We are already engaged in an escalating confrontation that holds frightening consequences for our economy--it's called cyberterrorism. Rob Fixmer says the numbers of our invisible enemies are growing each day.
COMMENTARY--As Attorney General John Ashcroft (news - web sites) fielded reporters' questions last Tuesday about the attack on the World Trade Center and the Pentagon (news - web sites), one journalist asked if a new computer worm, discovered only hours earlier, was in any way related to the terrorist strikes. It was not, Ashcroft assured the nation--or at least, there was as yet no evidence linking it to Osama bin Laden (news - web sites) and his ilk. Somehow that was not altogether reassuring. Yes, it suggested that the same evil minds who plotted the deaths of thousands and the destruction of our national icons in a relatively low-tech assault had not evinced the technological sophistication to attack our computer networks. Not yet, anyway. But it also reminded us that the numbers of our invisible enemies are growing each day, turning our commitment to freedom and openness into sundry weapons capable of destroying us.
It is no exaggeration to describe the creation of computer viruses and worms as terrorism. While none has yet threatened loss of life, as our culture grows increasingly dependent on the network of networks to organize and maintain our social, commercial, military and political institutions, some highly sophisticated worm will eventually wield deadly powers. It will not kill through physical assault, but through deprivation - emergency supplies cut off, urgent calls for help unheard, defenses unplugged. It will kill by throwing crucial institutions into chaos by simply erasing or corrupting the data on which we increasingly depend for daily sustenance.
As the world's political leaders counsel patience and perseverance in a type of war never before waged, we risk enormous peril if we take our eyes off the cyberfront.

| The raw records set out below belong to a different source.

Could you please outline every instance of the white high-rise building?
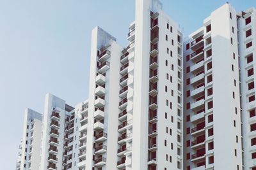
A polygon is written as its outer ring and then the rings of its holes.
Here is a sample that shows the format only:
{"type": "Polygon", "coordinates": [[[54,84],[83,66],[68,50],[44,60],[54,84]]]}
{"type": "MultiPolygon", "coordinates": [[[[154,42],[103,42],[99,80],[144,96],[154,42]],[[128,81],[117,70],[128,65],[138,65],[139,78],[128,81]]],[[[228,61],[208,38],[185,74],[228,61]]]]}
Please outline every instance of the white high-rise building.
{"type": "Polygon", "coordinates": [[[41,127],[42,114],[31,109],[26,109],[17,169],[39,169],[41,127]]]}
{"type": "Polygon", "coordinates": [[[127,46],[92,31],[88,99],[26,113],[17,169],[256,170],[255,11],[226,3],[183,43],[159,1],[136,1],[127,46]]]}

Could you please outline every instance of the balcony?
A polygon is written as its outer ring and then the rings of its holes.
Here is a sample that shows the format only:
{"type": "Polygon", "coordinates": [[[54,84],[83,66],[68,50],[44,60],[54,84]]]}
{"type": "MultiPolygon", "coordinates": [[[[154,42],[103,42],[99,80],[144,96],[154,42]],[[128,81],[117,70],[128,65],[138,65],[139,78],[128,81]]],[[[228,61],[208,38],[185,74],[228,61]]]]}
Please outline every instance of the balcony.
{"type": "Polygon", "coordinates": [[[200,48],[190,55],[190,59],[193,62],[196,62],[204,58],[203,48],[200,48]]]}
{"type": "Polygon", "coordinates": [[[202,83],[204,82],[204,73],[200,74],[199,75],[195,76],[194,78],[192,78],[190,80],[190,83],[193,86],[196,86],[196,85],[202,83]]]}
{"type": "Polygon", "coordinates": [[[102,86],[98,86],[98,87],[95,89],[95,94],[98,96],[102,96],[105,94],[105,88],[102,86]]]}
{"type": "Polygon", "coordinates": [[[195,110],[204,106],[204,99],[196,101],[191,104],[191,110],[195,110]]]}
{"type": "Polygon", "coordinates": [[[194,98],[197,98],[204,94],[204,86],[201,86],[195,90],[193,90],[190,93],[190,96],[194,98]]]}
{"type": "Polygon", "coordinates": [[[128,33],[127,40],[130,42],[133,41],[135,39],[135,29],[133,29],[128,33]]]}
{"type": "Polygon", "coordinates": [[[95,101],[94,106],[98,108],[101,108],[105,105],[105,101],[101,98],[98,98],[95,101]]]}
{"type": "Polygon", "coordinates": [[[120,85],[122,87],[127,84],[128,80],[128,74],[124,75],[120,80],[120,85]]]}
{"type": "Polygon", "coordinates": [[[104,118],[104,112],[100,110],[97,110],[94,112],[94,118],[97,120],[101,120],[104,118]]]}
{"type": "Polygon", "coordinates": [[[127,106],[128,100],[127,98],[123,99],[122,101],[119,103],[119,108],[120,110],[124,109],[127,106]]]}
{"type": "Polygon", "coordinates": [[[102,62],[107,60],[110,57],[111,53],[109,50],[106,50],[99,55],[99,60],[102,62]]]}
{"type": "Polygon", "coordinates": [[[95,78],[95,82],[99,85],[103,85],[106,83],[106,77],[101,74],[98,74],[95,78]]]}
{"type": "Polygon", "coordinates": [[[152,144],[148,146],[148,150],[151,152],[156,151],[157,149],[157,145],[156,143],[152,144]]]}
{"type": "Polygon", "coordinates": [[[103,153],[107,152],[107,146],[106,145],[100,145],[96,146],[95,148],[94,153],[96,155],[101,155],[103,153]]]}
{"type": "Polygon", "coordinates": [[[159,53],[158,52],[158,46],[157,46],[157,44],[154,45],[151,45],[151,48],[150,48],[150,56],[152,56],[152,57],[155,57],[156,56],[157,56],[159,53]]]}
{"type": "Polygon", "coordinates": [[[50,127],[52,129],[60,129],[60,124],[58,122],[52,121],[51,122],[50,127]]]}
{"type": "Polygon", "coordinates": [[[100,122],[97,122],[93,124],[93,129],[95,131],[102,131],[104,129],[104,124],[100,122]]]}
{"type": "Polygon", "coordinates": [[[200,152],[193,154],[191,155],[191,161],[195,161],[196,160],[198,161],[199,159],[204,159],[205,154],[205,152],[200,152]]]}
{"type": "Polygon", "coordinates": [[[123,89],[119,91],[119,97],[124,97],[125,94],[128,92],[128,86],[125,86],[123,89]]]}
{"type": "Polygon", "coordinates": [[[103,74],[109,69],[109,67],[110,67],[110,63],[108,61],[105,61],[102,62],[101,64],[99,65],[98,72],[100,73],[100,74],[103,74]]]}
{"type": "Polygon", "coordinates": [[[108,135],[106,133],[101,132],[95,136],[95,142],[100,143],[107,139],[108,135]]]}
{"type": "Polygon", "coordinates": [[[200,61],[190,67],[190,71],[192,73],[195,73],[202,71],[204,69],[204,60],[200,61]]]}
{"type": "Polygon", "coordinates": [[[124,119],[125,119],[127,117],[127,112],[126,111],[126,110],[123,110],[123,111],[119,113],[118,115],[118,120],[120,121],[124,120],[124,119]]]}
{"type": "Polygon", "coordinates": [[[125,160],[120,160],[118,162],[117,162],[116,167],[118,169],[122,169],[122,168],[125,167],[125,160]]]}
{"type": "Polygon", "coordinates": [[[190,118],[190,122],[195,124],[201,120],[204,119],[204,111],[202,111],[198,114],[193,115],[190,118]]]}
{"type": "Polygon", "coordinates": [[[157,57],[150,57],[149,67],[152,70],[155,70],[158,67],[157,57]]]}
{"type": "Polygon", "coordinates": [[[60,121],[60,114],[57,112],[52,112],[52,115],[51,115],[51,118],[56,121],[60,121]]]}
{"type": "Polygon", "coordinates": [[[191,48],[191,50],[194,51],[202,46],[204,46],[203,36],[200,36],[200,38],[196,38],[195,40],[190,43],[190,48],[191,48]]]}
{"type": "Polygon", "coordinates": [[[94,166],[97,167],[101,167],[106,164],[106,159],[104,157],[99,158],[94,160],[94,166]]]}
{"type": "Polygon", "coordinates": [[[49,133],[51,137],[53,138],[58,138],[60,136],[60,133],[56,130],[52,129],[49,133]]]}
{"type": "Polygon", "coordinates": [[[149,81],[152,83],[154,83],[158,80],[158,73],[157,70],[150,71],[149,74],[149,81]]]}

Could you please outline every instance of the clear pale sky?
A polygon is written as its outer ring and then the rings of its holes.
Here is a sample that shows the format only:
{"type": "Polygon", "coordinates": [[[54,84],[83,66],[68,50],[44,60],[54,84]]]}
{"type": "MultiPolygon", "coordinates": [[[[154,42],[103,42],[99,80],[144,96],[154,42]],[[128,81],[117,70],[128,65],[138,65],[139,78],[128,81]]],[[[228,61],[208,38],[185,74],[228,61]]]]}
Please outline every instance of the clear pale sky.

In some ways, digital terrorism will be even harder to combat than suicide bombers and elusive snipers--first, because the attackers are often armies of one whose motivation is unknown, and second, because so much of our aggregate defenses depends on private companies whose allegiances will always be divided between social responsibility and profits.
As intoxicated as we've become with the notion that the market must decide all things commercial, software developers have proven themselves to be socially irresponsible by consistently releasing products that are vulnerable to attack. Surely, the leaders of the computer industry--men and women cited as visionaries at every opportunity--have realized that network terrorism is an escalating war. It's time to adopt and enforce industry standards with enough teeth to make them stick.
That said, before we start pointing fingers at Microsoft, I suggest we take a long hard look in the mirror. How many of us have been vigilant in applying the patches developers have made readily available--often proactively? How many of us have circumvented password protections because we couldn't be bothered? How many can say we have been completely vigilant in monitoring firewalls and network diagnostics? How many of us, in fact, have been asleep at the wheel?
It's not Microsoft's job to protect us from ourselves, from our inertia or our unwillingness to invest human and capital resources in our own barricades. It's not Microsoft's job to force ISPs to wage a cooperative war on denial-of-service attacks. Nor can Microsoft, as large as it is, act as the world's software police or central administrator of defensive information. That role lies with industry and government, which have so far compiled a very sorry record in collaborating against cyberterrorism.
And finally, a great deal of responsibility lies with the hacker community, which consistently criticizes worm and virus attacks and denies any responsibility for their existence, but in truth condones a shadowy subculture that nurtures these terrorists. Three years ago, IBM sponsored a daylong seminar on cyberforensics at its headquarters in Armonk, N.Y. The event drew some of the brightest lights in the hacker world, but when one speaker attempted to distinguish between "black hat" and "white hat" hackers, he was booed. Hacking was "not about morality," one member of the audience shouted.
In the immortal words of Harry Truman: bullshit! There are no moral shades of gray here. We cannot condone the argument put forth by social misfits at keyboards that Microsoft products must be attacked to expose their vulnerabilities. Everyone knows there are responsible ways to hack a product. Releasing a worm or otherwise attacking an undefended network is not among them. It's time the hacker community weeded out the evil in its midst.
The bottom line is that we are already engaged in an escalating confrontation that holds frightening consequences for our economy, culture and well-being. Winning the war against cyberterrorism will require never-ending vigilance--and patience and perseverance--on the part of all of us.